Bill Meyer/Dusted on “Extinguishment”
Bill Meyer writes on “Extinguishment” via Dusted:
“…their collaboration confounds the rules of addition so that more seems like less. Even when they’re the only ones making sounds on Extinguishment, they seem to be small parts of something larger.”
http://dustedmagazine.tumblr.com/post/123373791726/fraufraulein-extinguishment-another-timbre
complete review below:
Anne Guthrie (French horn, electronics, field recordings) and Billy Gomberg (electric bass, electronics, field recordings) are Fraufraulein. A married couple as well as an electroacoustic duo, they may find safety in numbers. At any rate, their collaboration confounds the rules of addition so that more seems like less. Even when they’re the only ones making sounds on Extinguishment, they seem to be small parts of something larger.
The balance between played and found sounds on Guthrie’s recent solo LP,Codiaeum Variegatum, leaves no doubt that you are hearing something composed. She uses field recordings quite literally as a field, a surface upon which she deploys raw and manipulated brass and strings. Gomberg’s recent solo records, on the other hand, are deeply satisfying examples of drone music. You can hear elements of both on Extinguishment. Guthrie once more uses her French horn in painterly fashion, veering from thick smear to fine line within a single stroke. And while this music does not drone, it does convey drone’s sense of spatial and temporal expansiveness, so that even when the listener’s perception of sounds stops, one feels like they are continuing somewhere beyond the limit of hearing. On “Whalebone in a Treeless Landscape,” the French horn and bass are situated behind indeterminate rustling, sharing space with wind sounds and distant PA announcements. The players are often on the periphery, like minor found objects in a vast collage.

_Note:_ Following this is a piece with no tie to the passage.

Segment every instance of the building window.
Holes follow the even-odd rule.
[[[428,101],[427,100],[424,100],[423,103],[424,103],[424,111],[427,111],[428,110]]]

This experience persists and up-ends one perception of relationships, so that even when one of them moves into the foreground, they no longer seem so important. A long sliver of feedback may be the first thing you hear on “My Left Hand, Your Right Hand,” and Guthrie’s vocalized French horn gets some time at the front of the mix. But the earlier shifts of perspective draw attention to their impermanence, which is confirmed by their disappearance into a vastness of distant voices, nearby steps, hard-to-attribute chiming sonorities, and Robbie Lee’s long tones on a reed instrument. Both the played instruments and the field recordings become means to perceive that vastness, and the arrangement of sounds a way to assert human existence within it.